Author, publisher, and the Humboldt-Stiftung who subsidized the research for and the publication of this splendid book, have occasion for pride, and the rest of us, especially those who can read German, occasion for rejoicing. In particular the Hume Society should rejoice in a likely influx of German-speaking new members, for Streminger’s book introduces the reader to Hume in such a way that they, like those who met Hume in his lifetime, will, whatever their preconceptions, come to be very fond of him. Streminger himself obviously is. We in the Hume Society know him as the author of several English articles about Hume, some in Hume Studies. He teaches at the University of Graz, Austria, and in 1981 co-authored, with Ernst Topitsch, a slim little book on Hume, in which Topitsch provided the chapter on religion. Now we have Streminger’s own big fat book on Hume, and he says plenty about religion.

Even those who do not read much German (and Streminger’s German seems unusually lucid) may want this book on their shelves, if for no other reason than for its splendid illustrations. There are 16 color plates, including fine reproductions not just of four Hume portraits but also Ramsay’s of Hutcheson and Raeburn’s of Robertson, Blair, and Ferguson. And there are color plates of a painting of the battle of Culloden and of Riddle’s Close (both from "Sammlung Streminger") and of M. B. Olivier’s "Tea in the English Manner" (from the Louvre). In addition there are 39 black and white reproductions of all sorts of interesting things. (I especially appreciated the engravings of Cologne, Nurnburg, Frankfurt, Turin, more or less as Hume saw them as military secretary.)

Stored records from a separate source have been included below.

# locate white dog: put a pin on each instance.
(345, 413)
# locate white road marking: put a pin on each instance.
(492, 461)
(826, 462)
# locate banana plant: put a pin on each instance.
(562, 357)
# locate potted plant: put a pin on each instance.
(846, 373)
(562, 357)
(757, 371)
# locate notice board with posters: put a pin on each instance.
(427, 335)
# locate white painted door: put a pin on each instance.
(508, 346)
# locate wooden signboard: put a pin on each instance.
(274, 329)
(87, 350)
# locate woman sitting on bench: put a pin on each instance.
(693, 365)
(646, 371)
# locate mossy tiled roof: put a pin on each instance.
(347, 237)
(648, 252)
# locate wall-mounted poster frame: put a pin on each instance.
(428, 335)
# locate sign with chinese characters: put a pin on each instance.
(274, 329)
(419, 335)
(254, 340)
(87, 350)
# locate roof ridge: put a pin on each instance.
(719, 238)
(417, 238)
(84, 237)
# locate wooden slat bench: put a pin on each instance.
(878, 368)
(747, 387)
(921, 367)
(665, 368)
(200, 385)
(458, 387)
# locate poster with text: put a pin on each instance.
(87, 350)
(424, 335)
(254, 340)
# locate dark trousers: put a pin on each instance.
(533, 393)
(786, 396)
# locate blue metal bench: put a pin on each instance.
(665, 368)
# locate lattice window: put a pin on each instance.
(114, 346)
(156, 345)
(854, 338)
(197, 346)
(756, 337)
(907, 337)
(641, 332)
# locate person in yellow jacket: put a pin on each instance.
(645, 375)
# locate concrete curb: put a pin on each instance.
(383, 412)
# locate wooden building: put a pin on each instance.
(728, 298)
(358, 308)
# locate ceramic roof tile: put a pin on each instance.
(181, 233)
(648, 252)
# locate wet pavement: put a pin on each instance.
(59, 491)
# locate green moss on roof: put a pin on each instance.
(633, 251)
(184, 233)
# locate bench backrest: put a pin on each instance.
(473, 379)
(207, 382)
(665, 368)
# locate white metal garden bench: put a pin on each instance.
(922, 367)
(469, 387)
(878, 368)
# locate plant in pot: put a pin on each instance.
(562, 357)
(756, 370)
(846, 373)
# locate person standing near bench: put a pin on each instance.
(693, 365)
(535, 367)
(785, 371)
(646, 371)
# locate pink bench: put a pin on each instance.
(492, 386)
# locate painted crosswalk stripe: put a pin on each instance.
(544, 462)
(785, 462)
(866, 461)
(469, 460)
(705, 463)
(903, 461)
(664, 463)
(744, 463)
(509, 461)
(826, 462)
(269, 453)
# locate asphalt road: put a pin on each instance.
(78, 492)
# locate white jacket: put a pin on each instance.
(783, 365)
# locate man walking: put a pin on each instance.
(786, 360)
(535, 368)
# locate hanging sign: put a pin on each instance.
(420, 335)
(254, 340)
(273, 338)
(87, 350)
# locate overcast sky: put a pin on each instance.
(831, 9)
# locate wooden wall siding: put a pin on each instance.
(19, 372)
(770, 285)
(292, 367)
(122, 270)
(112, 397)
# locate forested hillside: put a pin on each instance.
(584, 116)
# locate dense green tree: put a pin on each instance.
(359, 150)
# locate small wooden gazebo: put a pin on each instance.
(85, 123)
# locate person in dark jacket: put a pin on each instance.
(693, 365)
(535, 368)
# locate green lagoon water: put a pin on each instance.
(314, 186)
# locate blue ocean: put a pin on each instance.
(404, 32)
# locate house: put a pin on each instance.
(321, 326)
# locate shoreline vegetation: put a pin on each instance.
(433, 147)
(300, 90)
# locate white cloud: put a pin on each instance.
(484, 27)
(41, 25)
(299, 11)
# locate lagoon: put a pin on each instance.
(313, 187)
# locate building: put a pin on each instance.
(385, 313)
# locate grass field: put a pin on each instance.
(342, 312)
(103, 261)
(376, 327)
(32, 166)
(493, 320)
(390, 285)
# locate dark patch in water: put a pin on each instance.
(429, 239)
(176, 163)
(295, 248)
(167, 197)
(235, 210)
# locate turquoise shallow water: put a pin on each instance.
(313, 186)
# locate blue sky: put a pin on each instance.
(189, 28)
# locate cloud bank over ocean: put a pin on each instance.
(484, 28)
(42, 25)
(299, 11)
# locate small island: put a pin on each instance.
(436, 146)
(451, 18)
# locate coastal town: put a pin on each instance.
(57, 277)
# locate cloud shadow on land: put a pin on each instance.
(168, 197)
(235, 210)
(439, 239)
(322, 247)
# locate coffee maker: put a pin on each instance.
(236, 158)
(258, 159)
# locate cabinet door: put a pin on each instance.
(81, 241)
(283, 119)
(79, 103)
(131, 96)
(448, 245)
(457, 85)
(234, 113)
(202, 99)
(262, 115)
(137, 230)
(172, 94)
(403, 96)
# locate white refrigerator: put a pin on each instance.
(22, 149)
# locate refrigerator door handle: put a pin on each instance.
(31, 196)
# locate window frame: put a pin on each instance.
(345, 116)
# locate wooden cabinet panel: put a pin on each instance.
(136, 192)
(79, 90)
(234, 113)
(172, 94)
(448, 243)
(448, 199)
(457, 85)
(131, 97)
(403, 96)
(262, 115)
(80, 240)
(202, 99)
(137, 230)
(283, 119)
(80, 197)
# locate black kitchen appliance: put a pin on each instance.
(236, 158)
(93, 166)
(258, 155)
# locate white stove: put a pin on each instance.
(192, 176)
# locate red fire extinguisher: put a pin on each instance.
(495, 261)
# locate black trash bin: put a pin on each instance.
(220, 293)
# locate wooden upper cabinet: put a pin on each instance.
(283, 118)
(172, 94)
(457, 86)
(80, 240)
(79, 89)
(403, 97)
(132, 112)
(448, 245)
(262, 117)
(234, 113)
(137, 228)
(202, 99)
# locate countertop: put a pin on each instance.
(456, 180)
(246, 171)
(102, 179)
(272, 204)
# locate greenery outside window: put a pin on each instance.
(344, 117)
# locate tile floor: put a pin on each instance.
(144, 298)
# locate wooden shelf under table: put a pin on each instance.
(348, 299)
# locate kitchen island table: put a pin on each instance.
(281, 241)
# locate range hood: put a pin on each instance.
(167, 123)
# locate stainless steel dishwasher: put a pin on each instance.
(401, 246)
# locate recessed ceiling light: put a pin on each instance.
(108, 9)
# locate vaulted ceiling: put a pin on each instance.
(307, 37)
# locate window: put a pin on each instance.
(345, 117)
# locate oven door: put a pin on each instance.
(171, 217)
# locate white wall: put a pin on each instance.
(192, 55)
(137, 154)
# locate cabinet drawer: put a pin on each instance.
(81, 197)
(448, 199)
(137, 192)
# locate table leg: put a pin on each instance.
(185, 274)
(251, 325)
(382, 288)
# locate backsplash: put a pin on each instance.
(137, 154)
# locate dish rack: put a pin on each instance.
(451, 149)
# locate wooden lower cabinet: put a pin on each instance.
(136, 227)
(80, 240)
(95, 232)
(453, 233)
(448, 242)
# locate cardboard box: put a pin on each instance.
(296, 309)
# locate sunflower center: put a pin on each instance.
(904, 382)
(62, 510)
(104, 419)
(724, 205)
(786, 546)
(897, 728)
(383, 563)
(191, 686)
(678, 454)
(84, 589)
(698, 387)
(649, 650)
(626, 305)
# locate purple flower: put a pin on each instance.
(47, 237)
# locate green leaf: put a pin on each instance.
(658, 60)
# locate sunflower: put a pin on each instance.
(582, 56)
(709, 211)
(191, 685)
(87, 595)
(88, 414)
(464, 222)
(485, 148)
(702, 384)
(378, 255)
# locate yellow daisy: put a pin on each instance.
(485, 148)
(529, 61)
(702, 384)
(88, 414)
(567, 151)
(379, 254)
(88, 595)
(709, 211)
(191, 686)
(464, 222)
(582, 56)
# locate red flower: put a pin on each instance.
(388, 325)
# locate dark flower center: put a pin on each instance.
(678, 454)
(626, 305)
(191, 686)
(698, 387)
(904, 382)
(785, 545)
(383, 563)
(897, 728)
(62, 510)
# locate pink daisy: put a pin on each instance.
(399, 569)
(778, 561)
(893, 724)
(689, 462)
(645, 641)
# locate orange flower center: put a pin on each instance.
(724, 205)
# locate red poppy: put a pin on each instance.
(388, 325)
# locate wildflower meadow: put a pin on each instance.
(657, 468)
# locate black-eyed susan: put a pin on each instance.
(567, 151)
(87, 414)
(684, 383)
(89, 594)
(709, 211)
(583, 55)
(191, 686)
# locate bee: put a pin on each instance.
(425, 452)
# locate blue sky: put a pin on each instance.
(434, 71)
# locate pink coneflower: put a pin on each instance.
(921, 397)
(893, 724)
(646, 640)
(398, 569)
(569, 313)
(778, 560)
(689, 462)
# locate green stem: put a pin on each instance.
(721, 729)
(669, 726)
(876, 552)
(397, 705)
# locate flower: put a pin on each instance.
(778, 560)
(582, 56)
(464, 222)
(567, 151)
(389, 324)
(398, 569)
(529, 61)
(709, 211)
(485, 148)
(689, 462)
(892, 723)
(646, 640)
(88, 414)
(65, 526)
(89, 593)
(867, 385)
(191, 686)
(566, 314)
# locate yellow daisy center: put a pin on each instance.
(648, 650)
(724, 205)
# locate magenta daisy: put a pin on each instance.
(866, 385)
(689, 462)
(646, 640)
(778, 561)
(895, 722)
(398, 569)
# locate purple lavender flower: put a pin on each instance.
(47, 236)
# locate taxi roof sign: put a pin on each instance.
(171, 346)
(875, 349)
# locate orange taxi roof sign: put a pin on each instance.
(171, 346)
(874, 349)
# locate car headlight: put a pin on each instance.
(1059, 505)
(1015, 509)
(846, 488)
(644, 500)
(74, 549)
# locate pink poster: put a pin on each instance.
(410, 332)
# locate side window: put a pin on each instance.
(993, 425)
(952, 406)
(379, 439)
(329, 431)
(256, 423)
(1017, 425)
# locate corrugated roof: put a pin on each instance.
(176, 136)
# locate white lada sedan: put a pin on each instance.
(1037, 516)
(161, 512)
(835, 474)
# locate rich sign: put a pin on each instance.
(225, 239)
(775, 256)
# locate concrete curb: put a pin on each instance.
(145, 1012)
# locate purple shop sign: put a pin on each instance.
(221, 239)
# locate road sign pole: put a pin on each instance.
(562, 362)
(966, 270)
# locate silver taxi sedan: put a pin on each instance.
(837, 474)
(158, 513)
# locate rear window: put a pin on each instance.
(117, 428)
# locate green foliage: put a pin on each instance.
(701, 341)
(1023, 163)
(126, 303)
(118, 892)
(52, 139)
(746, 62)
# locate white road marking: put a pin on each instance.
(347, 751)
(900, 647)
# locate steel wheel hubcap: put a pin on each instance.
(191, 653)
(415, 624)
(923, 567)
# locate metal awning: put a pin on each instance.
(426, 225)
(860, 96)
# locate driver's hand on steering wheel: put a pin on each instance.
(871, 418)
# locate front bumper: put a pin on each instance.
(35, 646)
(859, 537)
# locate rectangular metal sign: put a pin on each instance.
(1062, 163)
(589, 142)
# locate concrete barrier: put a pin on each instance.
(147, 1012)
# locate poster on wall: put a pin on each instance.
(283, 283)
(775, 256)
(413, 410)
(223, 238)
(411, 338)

So is this just a more lavishly illustrated German version of Mossner? No. Although of course indebted to Mossner’s book (and often echoing his chapter headings and subheadings), it goes beyond it in several ways. First, there is an attempt to give summaries of absolutely all Hume’s publications, all the essays, one by one, and the History, volume by volume. (The summaries are, naturally enough, uneven in quality. I found the summary of Treatise Bk. III positively misleading on the natural virtues.) Secondly, Streminger has found a hitherto unnoticed Hume publication, a 1768 review in French of Horace Walpole’s book, Historical Doubts, in a journal edited by Edward Gibbon, who may have had some input into the review. Since it is Gibbon who refers to Hume as the author, and since Walpole had attacked Hume’s treatment of Richard III, in The History of England, we have here a rare case of Hume publishing a reply to a critic. Thirdly, and most importantly, Streminger goes into more depth than Mossner in describing the cultural context of Hume’s thought, in particular the climate of religious opinion and sentiment in Britain. Not just John Knox and the Whole Duty of Man, but sermons given at Chirnside are quoted verbatim, and, among Hume attackers, Wesley as well as Warburton are given close attention. This book presents Hume not just in his setting in intellectual history, but in a broader cultural setting, and treats him as a cultural reformer, as well as a deep thinker.

Would that we had such a book in English! Would that someone translate it forthwith! Would that some wealthy and wise foundation and some painstaking publisher bring out an English version as handsome as the original! Meanwhile, bravo Gerhard Streminger! And bravo the Schöningh-Verlag! And bravo the Humboldt-Stiftung! Scholars are bound to find small inaccuracies, as they always do, and readers of Hume will query, as I do myself, the emphasis in some of the summaries. But Streminger’s is a huge achievement, and his book is bound to be influential.